La France a connu récemment une multiplication d’actes antisémites – +74 % en 2018. Mardi, 96 tombes ont été découvertes profanées dans un cimetière juif alsacien.
L’intellectuel et membre de l’Académie française Alain Finkielkraut a été violemment pris à partie samedi en marge d’un défilé des « gilets jaunes » par des manifestants, dont l’un a notamment utilisé le mot « sioniste ». Cela a suscité un débat en France sur le sens à donner à ce mot dans ce contexte.
Quelques jours plus tôt, des portraits de Simone Veil, rescapée d’Auschwitz et figure récemment décédée de la vie politique française, avaient été barrés d’une croix gammée. Et un arbre planté à la mémoire d’Ilan Halimi, un jeune juif torturé à mort en 2006, avait été retrouvé scié.
Des rassemblements contre l’antisémitisme se sont tenus mardi dans de nombreuses villes à travers la France, notamment place de la République à Paris où près de 20 000 personnes ont dénoncé ces actes.
« La masse n’était pas là, la foule n’était pas là », a ainsi regretté à l’antenne de la chaîne CNews l’avocat Serge Klarsfeld, connu pour sa traque d’anciens nazis. « L’antisémitisme, ça ne se guérit pas facilement, c’est un travail très long ».
En 2018, l’Agence juive estimait à 45 000 – un dixième de la communauté – le nombre des juifs de France ayant fait leur alyah, l’émigration vers Israël, en une décennie.
Dans son discours, le président du Crif, Francis Kalifat, avait lancé un appel aux musulmans et aux imams à lutter contre l’antisémitisme et à « en finir avec la justification religieuse de la haine des juifs ».
Il avait également dénoncé « l’antisémitisme de certains musulmans, l’antisémitisme de certains gilets jaunes ».
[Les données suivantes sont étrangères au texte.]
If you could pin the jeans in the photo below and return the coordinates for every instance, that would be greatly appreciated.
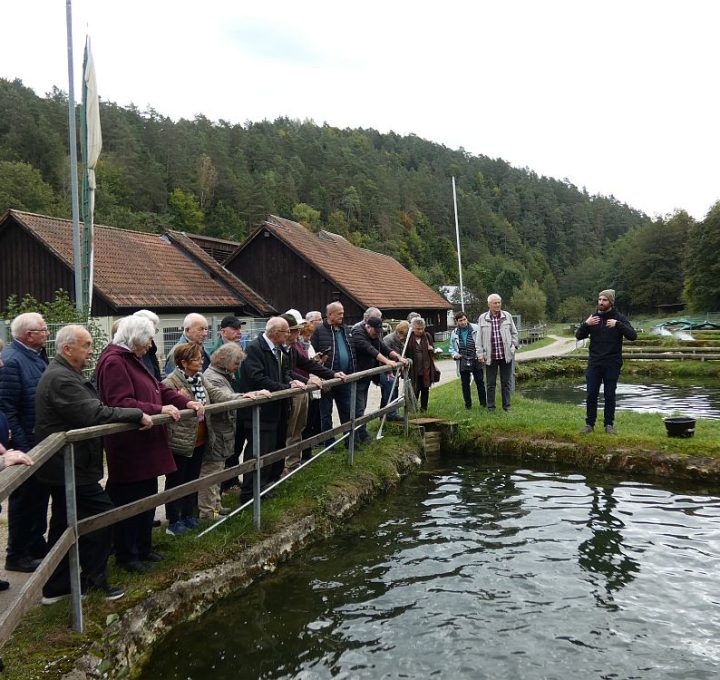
(491, 371)
(608, 376)
(341, 395)
(476, 374)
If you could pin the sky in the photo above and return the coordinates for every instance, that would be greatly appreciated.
(619, 97)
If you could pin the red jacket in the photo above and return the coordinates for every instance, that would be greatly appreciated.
(123, 380)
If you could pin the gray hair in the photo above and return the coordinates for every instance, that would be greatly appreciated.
(226, 355)
(23, 323)
(371, 311)
(192, 318)
(149, 315)
(134, 332)
(68, 336)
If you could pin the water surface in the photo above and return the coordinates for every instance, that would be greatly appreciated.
(480, 571)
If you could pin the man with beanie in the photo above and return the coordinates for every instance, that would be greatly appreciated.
(606, 329)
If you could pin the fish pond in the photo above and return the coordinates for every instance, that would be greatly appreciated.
(480, 570)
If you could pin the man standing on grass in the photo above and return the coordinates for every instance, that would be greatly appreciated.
(606, 329)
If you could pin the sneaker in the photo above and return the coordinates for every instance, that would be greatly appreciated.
(176, 528)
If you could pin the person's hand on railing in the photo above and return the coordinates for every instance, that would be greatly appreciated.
(146, 422)
(14, 457)
(172, 411)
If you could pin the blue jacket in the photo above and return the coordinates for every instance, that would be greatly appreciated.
(18, 382)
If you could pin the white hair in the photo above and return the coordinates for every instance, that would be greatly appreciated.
(149, 315)
(191, 318)
(68, 335)
(134, 332)
(23, 323)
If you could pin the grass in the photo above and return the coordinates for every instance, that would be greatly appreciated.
(44, 646)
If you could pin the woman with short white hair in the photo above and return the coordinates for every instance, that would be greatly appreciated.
(136, 458)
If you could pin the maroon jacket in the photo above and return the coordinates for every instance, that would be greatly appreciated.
(123, 380)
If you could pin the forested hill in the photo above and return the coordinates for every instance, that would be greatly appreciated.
(386, 192)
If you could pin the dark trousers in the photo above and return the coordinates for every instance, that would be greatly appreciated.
(608, 377)
(491, 371)
(133, 536)
(188, 470)
(270, 440)
(27, 520)
(476, 374)
(363, 386)
(235, 458)
(422, 393)
(340, 394)
(90, 499)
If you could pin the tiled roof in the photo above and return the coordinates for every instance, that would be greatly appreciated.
(368, 277)
(135, 269)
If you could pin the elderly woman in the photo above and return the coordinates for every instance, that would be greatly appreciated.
(136, 458)
(224, 364)
(420, 349)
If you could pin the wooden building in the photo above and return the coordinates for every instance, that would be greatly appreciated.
(292, 267)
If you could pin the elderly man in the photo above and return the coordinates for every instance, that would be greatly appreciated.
(496, 345)
(267, 367)
(366, 339)
(195, 329)
(66, 400)
(334, 350)
(606, 329)
(25, 361)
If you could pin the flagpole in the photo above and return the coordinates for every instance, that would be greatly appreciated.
(77, 260)
(457, 236)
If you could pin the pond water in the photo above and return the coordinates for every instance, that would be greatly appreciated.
(482, 571)
(689, 398)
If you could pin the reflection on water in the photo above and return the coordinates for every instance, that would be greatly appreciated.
(698, 401)
(482, 572)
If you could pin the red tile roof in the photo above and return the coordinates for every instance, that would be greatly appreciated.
(136, 269)
(368, 277)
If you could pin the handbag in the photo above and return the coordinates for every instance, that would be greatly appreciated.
(467, 364)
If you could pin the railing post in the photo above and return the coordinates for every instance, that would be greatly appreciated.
(256, 455)
(73, 553)
(353, 397)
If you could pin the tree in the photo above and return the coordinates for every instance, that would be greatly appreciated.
(529, 301)
(702, 285)
(185, 213)
(22, 187)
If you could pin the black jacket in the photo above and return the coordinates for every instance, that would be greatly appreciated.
(66, 400)
(323, 340)
(365, 348)
(606, 342)
(260, 371)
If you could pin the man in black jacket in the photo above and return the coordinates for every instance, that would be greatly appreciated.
(266, 367)
(66, 400)
(367, 346)
(606, 329)
(332, 343)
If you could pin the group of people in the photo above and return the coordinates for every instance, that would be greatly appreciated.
(38, 398)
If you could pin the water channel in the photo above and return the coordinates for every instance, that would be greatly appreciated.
(480, 570)
(699, 399)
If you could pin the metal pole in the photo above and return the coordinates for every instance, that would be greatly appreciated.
(72, 134)
(351, 447)
(256, 454)
(74, 553)
(457, 236)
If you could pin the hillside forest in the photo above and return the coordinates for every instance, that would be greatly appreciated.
(544, 244)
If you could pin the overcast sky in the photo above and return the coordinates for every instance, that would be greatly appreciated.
(618, 96)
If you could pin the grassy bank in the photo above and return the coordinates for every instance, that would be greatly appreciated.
(43, 646)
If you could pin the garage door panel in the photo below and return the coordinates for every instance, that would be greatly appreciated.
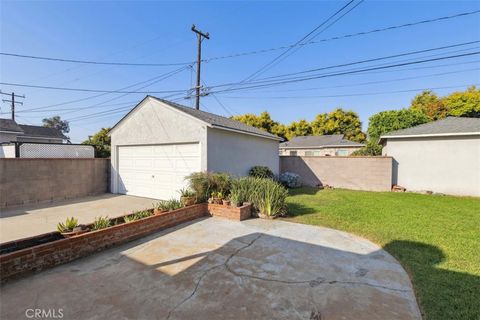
(156, 171)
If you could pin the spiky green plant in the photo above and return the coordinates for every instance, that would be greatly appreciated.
(68, 226)
(101, 223)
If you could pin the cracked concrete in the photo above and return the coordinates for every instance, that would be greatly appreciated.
(219, 269)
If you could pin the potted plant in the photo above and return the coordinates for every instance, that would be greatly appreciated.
(71, 228)
(187, 197)
(235, 200)
(160, 207)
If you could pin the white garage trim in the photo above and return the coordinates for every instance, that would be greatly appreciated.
(156, 170)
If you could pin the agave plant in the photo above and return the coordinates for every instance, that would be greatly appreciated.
(68, 226)
(101, 223)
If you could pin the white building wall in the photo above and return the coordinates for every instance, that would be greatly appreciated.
(156, 123)
(7, 137)
(237, 153)
(449, 165)
(7, 151)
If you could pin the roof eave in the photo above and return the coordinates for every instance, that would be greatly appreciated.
(246, 132)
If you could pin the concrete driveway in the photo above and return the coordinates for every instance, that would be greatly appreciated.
(32, 220)
(218, 269)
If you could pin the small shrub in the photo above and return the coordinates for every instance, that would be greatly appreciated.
(137, 215)
(261, 172)
(186, 192)
(290, 180)
(269, 197)
(161, 205)
(68, 226)
(204, 183)
(101, 223)
(173, 204)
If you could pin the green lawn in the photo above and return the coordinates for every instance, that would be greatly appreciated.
(435, 238)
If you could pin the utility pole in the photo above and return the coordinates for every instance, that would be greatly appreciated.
(200, 36)
(12, 101)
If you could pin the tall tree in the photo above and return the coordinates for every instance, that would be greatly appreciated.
(298, 129)
(56, 122)
(430, 104)
(101, 141)
(386, 121)
(339, 121)
(262, 122)
(464, 104)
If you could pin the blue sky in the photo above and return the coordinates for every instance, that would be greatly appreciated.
(159, 32)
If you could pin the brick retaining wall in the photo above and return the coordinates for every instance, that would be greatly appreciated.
(37, 258)
(29, 181)
(356, 173)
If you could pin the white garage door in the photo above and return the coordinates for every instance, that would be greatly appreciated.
(156, 171)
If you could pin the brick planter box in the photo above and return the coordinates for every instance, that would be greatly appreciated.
(233, 213)
(27, 258)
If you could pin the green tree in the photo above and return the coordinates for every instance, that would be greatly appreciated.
(386, 121)
(101, 141)
(57, 123)
(371, 149)
(262, 122)
(463, 104)
(298, 129)
(430, 104)
(339, 121)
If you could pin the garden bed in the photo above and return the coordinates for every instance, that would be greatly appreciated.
(45, 251)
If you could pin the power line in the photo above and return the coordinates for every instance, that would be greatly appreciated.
(16, 55)
(85, 90)
(351, 35)
(247, 53)
(268, 79)
(259, 71)
(354, 94)
(348, 72)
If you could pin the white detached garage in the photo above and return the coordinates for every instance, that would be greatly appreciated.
(158, 143)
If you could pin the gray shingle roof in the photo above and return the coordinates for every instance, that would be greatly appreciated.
(450, 125)
(218, 121)
(39, 131)
(319, 142)
(9, 125)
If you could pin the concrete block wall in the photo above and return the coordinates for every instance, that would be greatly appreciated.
(28, 181)
(356, 173)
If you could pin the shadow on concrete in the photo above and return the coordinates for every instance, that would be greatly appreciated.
(205, 272)
(443, 294)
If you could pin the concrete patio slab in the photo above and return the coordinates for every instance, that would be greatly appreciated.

« L’engagement du président français Macron d’adopter la définition de l’IHRA, reconnaissant ainsi que l’antisémitisme est un problème dominant qui doit être abordé de manière frontale et universelle, est une étape encourageante. Cependant, il ne s’agit que du début d’un long chemin à parcourir et nous devons tous continuer à être aussi vigilants que possible. Des actions, et non des mots, sont nécessaires pour éradiquer réellement ce problème. L’adoption de cette définition de l’antisémitisme doit être suivie de mesures concrètes pour légiférer et veiller à son application dans tous les domaines, » a déclaré Ronald S. Lauder, président du Congrès juif mondial, qui s’est dit prêt à aider le gouvernement français.